The... End... of... a... Legend...
- Designers: Paul Lidberg
- Publishers: 21st Century Games
- Publication: 1988; 37 years ago
- Genres: Superhero
- ISBN: 978-0944942031

= The End of a Legend =

Tabletop superhero role-playing game supplement

The End of a Legend is an adventure published by 21st Century Games in 1988 for the super-hero science fiction role-playing game Enforcers.

==Plot summary==
The End of a Legend is a scenario in which the player characters witness the assassination of a national hero, and subsequently investigate who is to blame.

==Publication history==
The End of a Legend was written by Paul A. Lidberg and published by 21st Century Games in 1988 as a 32-page book.

==Reception==
In the February 1989 edition of White Wolf (Issue #14), Stewart Wieck was disappointed in this adventure, pointing out that "Unfortunately, there is little detective work or thought that needs to be done by the players.
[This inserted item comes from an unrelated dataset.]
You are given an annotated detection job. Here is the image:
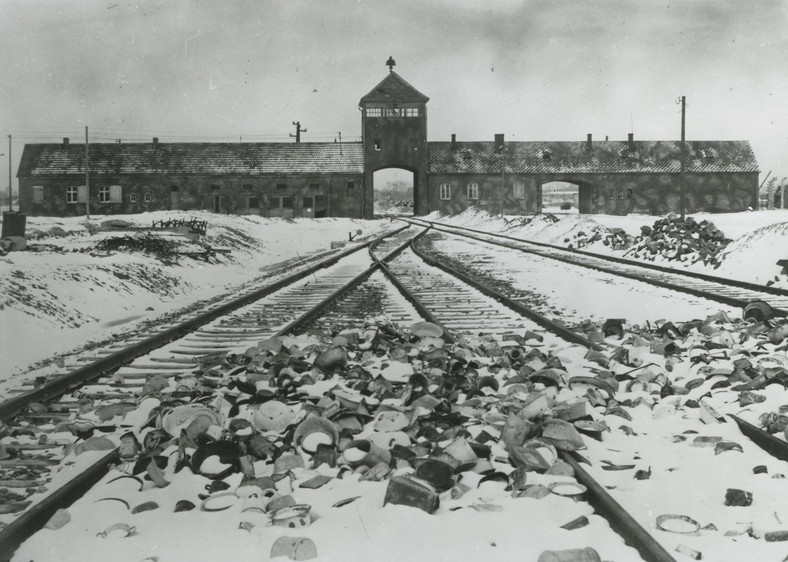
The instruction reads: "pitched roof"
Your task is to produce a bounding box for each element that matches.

The characters are essentially able to feed a few bits of info a computer and the computer then solves the problem (ie. locates the bad guy's base). The characters then rush to the base and beat up the bad guys." Because of this, Wieck gave the adventure a below-average rating of 2 out of 5, saying, "Basically, while the "Enforcers" game system is good, I cannot recommend this module."